Throughout 1999, about 60 volunteer patients at St George's Hospital, London
will receive a monthly injection of the vaccine. The patients concerned all have somewhat
advanced disease, with PSA levels over 30 which are no longer being held in check by androgen
hormone therapy.
How the vaccine works
The vaccine is derived from human prostate cancer cells. These have,
first, been 'immortalised' so that they can multiply indefinitely outside the body. Those to
be used for the vaccine are then 'inactivated' by radiation, so that they are no longer able to
divide and, hence, grow in number. They are then injected into the patient whose body will
very likely recognise the cells as foreign.
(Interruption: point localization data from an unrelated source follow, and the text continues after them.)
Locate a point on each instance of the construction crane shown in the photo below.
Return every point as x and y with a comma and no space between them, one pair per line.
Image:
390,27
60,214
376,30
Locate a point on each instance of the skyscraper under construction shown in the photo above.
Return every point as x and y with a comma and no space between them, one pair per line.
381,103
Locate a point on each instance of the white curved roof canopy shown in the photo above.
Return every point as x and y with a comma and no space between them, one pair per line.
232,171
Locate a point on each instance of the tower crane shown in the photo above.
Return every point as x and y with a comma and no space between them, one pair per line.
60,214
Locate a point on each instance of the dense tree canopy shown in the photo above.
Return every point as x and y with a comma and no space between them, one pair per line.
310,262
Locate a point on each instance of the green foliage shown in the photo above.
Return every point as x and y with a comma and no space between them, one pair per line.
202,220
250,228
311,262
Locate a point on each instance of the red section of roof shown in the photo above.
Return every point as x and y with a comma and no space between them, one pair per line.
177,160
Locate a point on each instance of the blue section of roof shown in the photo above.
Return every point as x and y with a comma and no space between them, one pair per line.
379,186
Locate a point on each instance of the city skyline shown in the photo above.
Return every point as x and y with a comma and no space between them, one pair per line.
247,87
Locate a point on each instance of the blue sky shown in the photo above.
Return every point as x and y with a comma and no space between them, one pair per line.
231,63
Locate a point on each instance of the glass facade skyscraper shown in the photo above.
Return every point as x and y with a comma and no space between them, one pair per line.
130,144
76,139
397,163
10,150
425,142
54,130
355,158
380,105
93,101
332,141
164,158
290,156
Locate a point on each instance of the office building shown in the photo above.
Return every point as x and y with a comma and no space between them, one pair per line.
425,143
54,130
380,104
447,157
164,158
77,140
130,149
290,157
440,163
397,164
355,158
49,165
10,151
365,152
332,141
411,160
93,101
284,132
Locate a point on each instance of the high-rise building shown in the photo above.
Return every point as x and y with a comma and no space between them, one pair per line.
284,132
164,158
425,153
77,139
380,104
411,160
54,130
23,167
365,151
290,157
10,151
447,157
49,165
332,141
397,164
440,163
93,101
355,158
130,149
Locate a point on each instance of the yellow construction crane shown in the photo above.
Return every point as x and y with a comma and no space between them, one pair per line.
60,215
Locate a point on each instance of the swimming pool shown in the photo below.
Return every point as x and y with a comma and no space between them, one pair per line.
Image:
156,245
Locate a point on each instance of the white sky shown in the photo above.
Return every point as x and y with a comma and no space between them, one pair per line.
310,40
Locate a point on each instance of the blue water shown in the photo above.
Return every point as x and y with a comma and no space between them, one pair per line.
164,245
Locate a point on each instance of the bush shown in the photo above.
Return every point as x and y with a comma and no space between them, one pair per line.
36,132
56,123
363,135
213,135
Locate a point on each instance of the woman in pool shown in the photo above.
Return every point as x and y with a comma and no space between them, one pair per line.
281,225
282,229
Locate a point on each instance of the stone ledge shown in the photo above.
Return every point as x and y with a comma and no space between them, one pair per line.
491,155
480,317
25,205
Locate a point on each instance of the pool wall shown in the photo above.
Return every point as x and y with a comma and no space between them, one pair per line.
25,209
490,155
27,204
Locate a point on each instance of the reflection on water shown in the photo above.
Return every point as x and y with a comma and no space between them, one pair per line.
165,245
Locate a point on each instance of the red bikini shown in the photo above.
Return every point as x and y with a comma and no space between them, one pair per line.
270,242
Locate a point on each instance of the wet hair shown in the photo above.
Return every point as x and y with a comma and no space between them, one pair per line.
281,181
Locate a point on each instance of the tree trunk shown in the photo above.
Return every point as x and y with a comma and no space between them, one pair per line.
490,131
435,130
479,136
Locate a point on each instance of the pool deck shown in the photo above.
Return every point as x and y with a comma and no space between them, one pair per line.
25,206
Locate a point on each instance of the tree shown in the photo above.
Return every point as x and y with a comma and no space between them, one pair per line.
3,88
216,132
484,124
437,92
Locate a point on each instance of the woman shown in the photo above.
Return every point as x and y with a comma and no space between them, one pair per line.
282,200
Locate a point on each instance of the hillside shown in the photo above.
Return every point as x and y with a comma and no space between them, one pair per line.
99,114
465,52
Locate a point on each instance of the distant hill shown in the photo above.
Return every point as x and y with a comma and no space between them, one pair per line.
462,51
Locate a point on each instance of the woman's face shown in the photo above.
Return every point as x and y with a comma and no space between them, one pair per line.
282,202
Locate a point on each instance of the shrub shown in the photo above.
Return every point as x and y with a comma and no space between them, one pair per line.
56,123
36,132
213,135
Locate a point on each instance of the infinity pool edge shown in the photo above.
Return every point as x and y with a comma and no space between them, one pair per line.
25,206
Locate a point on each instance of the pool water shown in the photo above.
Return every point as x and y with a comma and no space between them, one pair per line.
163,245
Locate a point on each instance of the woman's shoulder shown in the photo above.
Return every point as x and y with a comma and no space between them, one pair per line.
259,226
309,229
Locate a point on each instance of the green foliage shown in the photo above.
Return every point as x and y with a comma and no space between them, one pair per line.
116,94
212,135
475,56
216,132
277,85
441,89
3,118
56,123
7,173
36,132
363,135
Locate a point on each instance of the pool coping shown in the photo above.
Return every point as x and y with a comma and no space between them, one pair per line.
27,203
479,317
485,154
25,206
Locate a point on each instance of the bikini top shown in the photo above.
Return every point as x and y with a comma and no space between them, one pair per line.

The patient's own immune system will then try to
reject the foreign cells and kill them. The behaviour is much the same as when a
transplanted organ is rejected. Once the body's immune system is stimulated by the vaccine
in this way, it should also set about destroying the live cancer cells which are already within
the patient's body.
First time in humans
Such a procedure has been tested in rats but with a vaccine derived from
prostate cancer in rats. This trial will be the first time the actual vaccine has been used
with human patients. Its effectiveness will be measured through the indirect marker of
changes in the PSA level and through scans of the patients. The trial will also assess the
impact of side effects such as inflammation of the injection site and feverish flu type symptoms.